Personality, Age, and Gender
However, in terms of predicting a stress response, evidence points to three factors that may predict who could be impacted greater. The three factors are a number of personality traits, gender, and age. It is important in evaluating each individual to consider the other factors that may have a role in the overall response. Who is at most risk for high rates of stress? Women, minorities, single parents, and family caregivers are found to be those at most risk.
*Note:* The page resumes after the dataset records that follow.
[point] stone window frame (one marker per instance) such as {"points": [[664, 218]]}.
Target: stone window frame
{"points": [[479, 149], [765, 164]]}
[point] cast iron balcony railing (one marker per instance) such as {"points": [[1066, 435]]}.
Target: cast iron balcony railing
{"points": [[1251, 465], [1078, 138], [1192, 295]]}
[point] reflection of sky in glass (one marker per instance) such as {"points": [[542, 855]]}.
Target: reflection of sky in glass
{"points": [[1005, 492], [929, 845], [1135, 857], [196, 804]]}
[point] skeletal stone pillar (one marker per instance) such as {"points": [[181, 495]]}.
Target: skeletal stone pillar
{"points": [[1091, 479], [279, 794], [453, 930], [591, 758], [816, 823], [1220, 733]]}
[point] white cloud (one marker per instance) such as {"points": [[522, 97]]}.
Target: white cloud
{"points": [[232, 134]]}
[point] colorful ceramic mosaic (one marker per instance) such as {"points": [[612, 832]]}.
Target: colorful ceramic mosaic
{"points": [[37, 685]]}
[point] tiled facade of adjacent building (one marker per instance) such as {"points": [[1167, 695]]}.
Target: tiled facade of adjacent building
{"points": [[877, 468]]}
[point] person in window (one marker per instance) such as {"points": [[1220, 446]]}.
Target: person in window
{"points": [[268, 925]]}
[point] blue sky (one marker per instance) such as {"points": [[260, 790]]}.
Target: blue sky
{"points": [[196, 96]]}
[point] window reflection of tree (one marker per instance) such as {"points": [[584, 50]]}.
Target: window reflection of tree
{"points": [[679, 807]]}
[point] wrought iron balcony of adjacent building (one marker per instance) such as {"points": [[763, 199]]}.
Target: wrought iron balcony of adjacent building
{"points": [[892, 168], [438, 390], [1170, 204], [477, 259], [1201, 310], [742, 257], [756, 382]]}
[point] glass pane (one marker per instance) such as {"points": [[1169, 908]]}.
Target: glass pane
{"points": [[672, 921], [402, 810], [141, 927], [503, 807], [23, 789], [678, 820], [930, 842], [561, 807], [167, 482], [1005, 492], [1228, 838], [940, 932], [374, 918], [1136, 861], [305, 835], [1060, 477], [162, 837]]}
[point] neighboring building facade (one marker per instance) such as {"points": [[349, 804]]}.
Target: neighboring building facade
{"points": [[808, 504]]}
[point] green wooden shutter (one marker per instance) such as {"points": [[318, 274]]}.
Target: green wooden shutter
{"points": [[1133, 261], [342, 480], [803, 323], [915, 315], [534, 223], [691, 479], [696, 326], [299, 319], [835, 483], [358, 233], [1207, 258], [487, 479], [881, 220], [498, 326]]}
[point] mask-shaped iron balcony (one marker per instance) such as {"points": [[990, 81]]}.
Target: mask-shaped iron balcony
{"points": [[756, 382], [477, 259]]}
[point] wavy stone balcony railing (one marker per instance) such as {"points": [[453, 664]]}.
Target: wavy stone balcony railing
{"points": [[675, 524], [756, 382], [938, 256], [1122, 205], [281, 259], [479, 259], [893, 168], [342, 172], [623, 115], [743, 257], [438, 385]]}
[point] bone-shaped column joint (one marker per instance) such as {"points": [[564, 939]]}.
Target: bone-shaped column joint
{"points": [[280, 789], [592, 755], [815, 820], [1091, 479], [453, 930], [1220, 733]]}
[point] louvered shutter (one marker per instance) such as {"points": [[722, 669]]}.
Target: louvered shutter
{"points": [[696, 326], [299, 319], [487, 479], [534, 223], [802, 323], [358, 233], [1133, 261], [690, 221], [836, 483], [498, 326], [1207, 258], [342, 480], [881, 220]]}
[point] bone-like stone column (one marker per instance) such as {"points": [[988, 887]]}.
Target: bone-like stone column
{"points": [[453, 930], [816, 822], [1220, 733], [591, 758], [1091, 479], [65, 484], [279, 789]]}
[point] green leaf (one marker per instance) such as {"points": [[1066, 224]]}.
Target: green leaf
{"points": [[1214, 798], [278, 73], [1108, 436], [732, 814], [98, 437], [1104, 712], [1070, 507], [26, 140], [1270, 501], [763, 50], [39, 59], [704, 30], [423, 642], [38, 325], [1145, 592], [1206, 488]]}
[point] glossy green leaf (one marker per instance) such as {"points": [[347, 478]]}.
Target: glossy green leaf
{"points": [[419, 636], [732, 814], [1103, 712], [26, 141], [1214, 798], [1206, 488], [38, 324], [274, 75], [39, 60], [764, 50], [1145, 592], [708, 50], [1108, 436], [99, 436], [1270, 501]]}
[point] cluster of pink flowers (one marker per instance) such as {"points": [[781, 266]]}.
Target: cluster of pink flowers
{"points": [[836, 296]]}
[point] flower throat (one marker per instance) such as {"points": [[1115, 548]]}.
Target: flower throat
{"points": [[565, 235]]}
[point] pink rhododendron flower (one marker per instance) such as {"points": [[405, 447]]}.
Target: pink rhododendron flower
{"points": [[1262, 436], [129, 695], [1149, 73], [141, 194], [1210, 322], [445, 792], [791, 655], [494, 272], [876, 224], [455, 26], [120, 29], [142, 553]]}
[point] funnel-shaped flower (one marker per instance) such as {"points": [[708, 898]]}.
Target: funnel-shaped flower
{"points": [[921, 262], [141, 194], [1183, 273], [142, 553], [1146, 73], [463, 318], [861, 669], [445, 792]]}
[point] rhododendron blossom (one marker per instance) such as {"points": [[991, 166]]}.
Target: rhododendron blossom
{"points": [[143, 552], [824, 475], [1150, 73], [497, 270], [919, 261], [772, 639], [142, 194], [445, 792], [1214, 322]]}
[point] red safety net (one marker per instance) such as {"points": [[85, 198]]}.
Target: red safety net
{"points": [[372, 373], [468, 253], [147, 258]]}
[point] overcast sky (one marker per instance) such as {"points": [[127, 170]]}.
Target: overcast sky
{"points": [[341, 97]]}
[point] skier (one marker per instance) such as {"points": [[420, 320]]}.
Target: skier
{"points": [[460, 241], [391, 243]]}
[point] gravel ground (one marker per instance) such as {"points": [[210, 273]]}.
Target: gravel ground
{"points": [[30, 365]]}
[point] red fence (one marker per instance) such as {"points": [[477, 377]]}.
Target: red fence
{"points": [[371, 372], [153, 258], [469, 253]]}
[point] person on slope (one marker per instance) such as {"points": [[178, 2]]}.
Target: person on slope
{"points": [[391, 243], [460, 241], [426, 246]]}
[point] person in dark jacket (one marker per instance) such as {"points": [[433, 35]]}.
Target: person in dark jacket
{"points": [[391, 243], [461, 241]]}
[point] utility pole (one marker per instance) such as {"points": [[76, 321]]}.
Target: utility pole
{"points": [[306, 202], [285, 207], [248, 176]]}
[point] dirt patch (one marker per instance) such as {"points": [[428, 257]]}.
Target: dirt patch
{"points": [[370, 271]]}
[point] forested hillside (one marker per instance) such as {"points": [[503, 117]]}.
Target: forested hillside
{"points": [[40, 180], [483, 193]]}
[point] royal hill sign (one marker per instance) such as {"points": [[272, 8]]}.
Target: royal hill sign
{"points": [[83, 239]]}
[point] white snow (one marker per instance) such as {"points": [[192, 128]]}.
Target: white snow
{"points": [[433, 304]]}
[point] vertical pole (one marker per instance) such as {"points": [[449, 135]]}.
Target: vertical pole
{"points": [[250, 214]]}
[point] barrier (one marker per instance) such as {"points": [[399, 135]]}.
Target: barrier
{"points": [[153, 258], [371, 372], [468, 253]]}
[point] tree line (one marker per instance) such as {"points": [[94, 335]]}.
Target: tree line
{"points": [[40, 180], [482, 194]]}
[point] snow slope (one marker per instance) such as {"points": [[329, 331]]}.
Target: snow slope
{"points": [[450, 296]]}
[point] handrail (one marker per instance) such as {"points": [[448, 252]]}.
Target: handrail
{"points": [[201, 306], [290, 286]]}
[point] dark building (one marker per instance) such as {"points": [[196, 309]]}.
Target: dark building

One thing is clear, stress does impact memory, in both humans and animals.
Types of Stress
What is Acute Stress?
Acute stress is what most would call a typical stress event i.e.; running late to an important meeting, getting stuck in bad weather, etc.
What is Chronic Stress?
Typically, stress lasts for a short period of time, however, if our body does not find reprieve after some time and our stress response is still activated, this can lead to Chronic Stress. Chronic stress can greatly impact health. When stress hormones are released over a prolonged period of time, it can cause high blood pressure, type II diabetes, anxiety, and depression.
The Journal of Neuroscience published research studying the effect of chronic stress and memory loss in mice. What they found was quite revealing. During the study, the mice were repeatedly put into stressful confrontations, within 28 days the mice displayed obvious signs of depressive behavior. When they looked closer, they discovered changes in the brains of the mice indicating that the brain had become inflamed because of the way the immune system had reacted to the stress.
How does stress affect memory?
Stress and memory retrieval
Have you ever found yourself having trouble remembering certain things when you are under stress? Researches have studied this question and have found interesting results. In one study, researchers found that stress did indeed affect memory in participants. Specifically, they found that stress impacted declarative memory by temporarily blocking memory retrieval.
Stress and Learning
Interestingly enough, stress also impacts our ability to learn. In one study, forty-eight participants were put in a stressful situation while they learned words. They found that those who were placed in a stressful situation had more difficulty with recall and recognition than those who were in the control group.
Ways to reduce stress
Get your sleep
Sleep is your body’s reset button. Research shows that those who sleep less than eight hours per night are more likely to feel angry, overwhelmed, lack energy, lose patience, skip exercise, and feel an overall increase in stress than individuals that get at least 8 hours of sleep per night.
Ask for help
It is okay to ask for help if you are struggling. You can reach out to a family member or a friend. If that isn’t possible, visit your GP for a check-up, or locate local mental health professional. For guidance in the United States, NAMI is a great resource.
Progressive Muscle Relaxation
Try progressive muscle relaxation. This breathing technique can help reduce stress, muscle tension, and anxiety. To get started, breathe in and tense a muscle group for about 10 seconds (clench your hands for example) when you breathe out, completely relax that muscle group. Wait another 10 seconds before you move to your next muscle group. Hot tip, if you are having trouble sleeping at night, try this while you are laying in bed working through all the muscle groups! For more information and directions.
Move your body
The consensus is, exercise is good for stress. But why? And how does it work? When we exercise our body releases chemicals and hormones, the same way it does when we are stressed. However, the chemicals that are released when exercising are considered our body’s natural way of killing pain. We call these endorphins and they are responsible for what people call a “runners high.”
Hang with a pet
A favorite and fun way to reduce stress is to spend time with your furry and feathered friends. Studies confirm that when humans spend time with animals they benefit from a reduction in the stress-related hormone, cortisol. Don’t have a pet? Try your local shelter and volunteer as a companion.